Paradoxically, low-fat phenotypes who are consuming a prudent diet could also be at risk of weight gain. Genetic studies have shown that both a relatively low basal metabolic rate (BMR) and a high RQ (typical of low-fat phenotypes) are recognized as metabolic risk factors for weight gain,28,29 although it remains to be determined whether the observation seen in LF is a dietary or genetic effect. In any case LF will be prone to fat deposition (and weight gain) in response to any periodic high-fat eating episodes as it takes 3-5 days of a constant high-fat diet for fat oxidation to match fat intake.30 However, in addition to the consumption of a low-fat diet, low-fat phenotypes report greater amounts of physical activity. Although the doubly labelled water method is the gold standard of TEE measurement in free-living conditions,31 both the estimation of TEE from heart rate and factorial methods have been validated and shown to be reasonably accurate, particularly for group comparisons.16,32,33 No significant difference in TEE was observed between the groups for any method of measurement, although there is a trend towards a higher TEE value in the low-fat phenotype. However, even identical TEE values would indicate more physical activity in low-fat phenotypes due to their lower BMR, which would result in a higher physical activity level (PAL) (TEE/BMR ratio, an indicator of physical activity) than in high-fat phenotypes. More significant was the calculated proportion of TEE accounted for by sedentary activity, which was consistently higher in high-fat phenotypes. The additional activity in low-fat phenotypes is not apparent from initial examination of heart rate profiles because of their low resting heart rate value. However, low-fat phenotypes raise average daytime heart rate to the level of high fat phenotype values, despite having a 15% lower heart rate during rest. Consistently higher scores in the Baecke activity questionnaire confirm that low-fat phenotypes are more physically active than high-fat phenotypes. This may indicate that LF are more physically fit than HF, which would offer an explanation for lower resting heart rate values in LF; however, preliminary studies in our laboratory to examine VO2max (direct measurement and estimation) in HF and LF have found no group differences.

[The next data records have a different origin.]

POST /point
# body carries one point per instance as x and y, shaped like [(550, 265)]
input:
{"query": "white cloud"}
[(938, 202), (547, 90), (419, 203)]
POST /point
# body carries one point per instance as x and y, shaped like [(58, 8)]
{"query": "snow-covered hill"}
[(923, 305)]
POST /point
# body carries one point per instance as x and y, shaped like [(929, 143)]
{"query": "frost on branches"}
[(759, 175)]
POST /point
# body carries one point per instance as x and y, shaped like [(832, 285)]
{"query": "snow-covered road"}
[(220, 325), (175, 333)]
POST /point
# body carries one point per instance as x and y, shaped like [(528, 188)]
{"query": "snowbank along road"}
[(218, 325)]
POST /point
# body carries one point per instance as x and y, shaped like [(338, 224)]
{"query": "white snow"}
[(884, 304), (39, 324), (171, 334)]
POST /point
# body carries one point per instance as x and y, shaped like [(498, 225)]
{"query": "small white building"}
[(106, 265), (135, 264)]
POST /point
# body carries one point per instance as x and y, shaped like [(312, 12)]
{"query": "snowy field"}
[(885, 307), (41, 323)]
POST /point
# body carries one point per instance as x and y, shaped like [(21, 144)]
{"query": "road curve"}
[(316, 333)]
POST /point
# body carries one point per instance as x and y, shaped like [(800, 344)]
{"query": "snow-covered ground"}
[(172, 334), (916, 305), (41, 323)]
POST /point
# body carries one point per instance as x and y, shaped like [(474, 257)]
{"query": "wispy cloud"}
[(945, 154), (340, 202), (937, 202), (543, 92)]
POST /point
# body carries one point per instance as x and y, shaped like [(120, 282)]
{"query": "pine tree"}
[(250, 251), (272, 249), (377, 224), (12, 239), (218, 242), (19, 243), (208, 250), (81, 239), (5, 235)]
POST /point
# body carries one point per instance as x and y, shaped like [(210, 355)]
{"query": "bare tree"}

One other interesting feature observed from examination of Figure 1 is the occasional peaks in heart rate observed in high-fat phenotypes during the daytime, whereas in low-fat phenotypes the heart rate profile remains fairly constant. These peaks may represent increased dietary induced thermogenesis (DIT) or increased meal-related activity since they occur at approximately 09:00, 13:00 and 18:00, which are standard meal times in the UK. Such a difference in DIT between the groups could be another example of high-fat phenotypes being more wasteful with energy than low-fat phenotypes. This hypothesis is consistent with the concept of 'energy sparing' and 'energy profligate' individuals as described by Goldberg15 in marginally and very well nourished women, respectively.

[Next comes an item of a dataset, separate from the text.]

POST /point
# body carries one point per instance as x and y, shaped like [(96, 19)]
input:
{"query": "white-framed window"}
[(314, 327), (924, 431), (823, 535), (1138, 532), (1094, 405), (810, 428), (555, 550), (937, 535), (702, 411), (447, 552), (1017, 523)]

In summary it would appear that high- and low-fat phenotypes attain energy balance by differing combinations of behavioural and physiological variables. The behavioural profile of the high-fat phenotype is a risk factor for a positive energy balance but balance appears to be achieved by physiological increases in basal energy expenditure. In contrast the physiological profile of the low-fat phenotype is itself a risk factor for weight gain, while the behaviour (diet and activity) are protective. It remains to be determined if these mechanisms are endogenous or adaptations to a habitual diet. It also needs to be determined whether these mechanisms occur in women and whether they endure with age.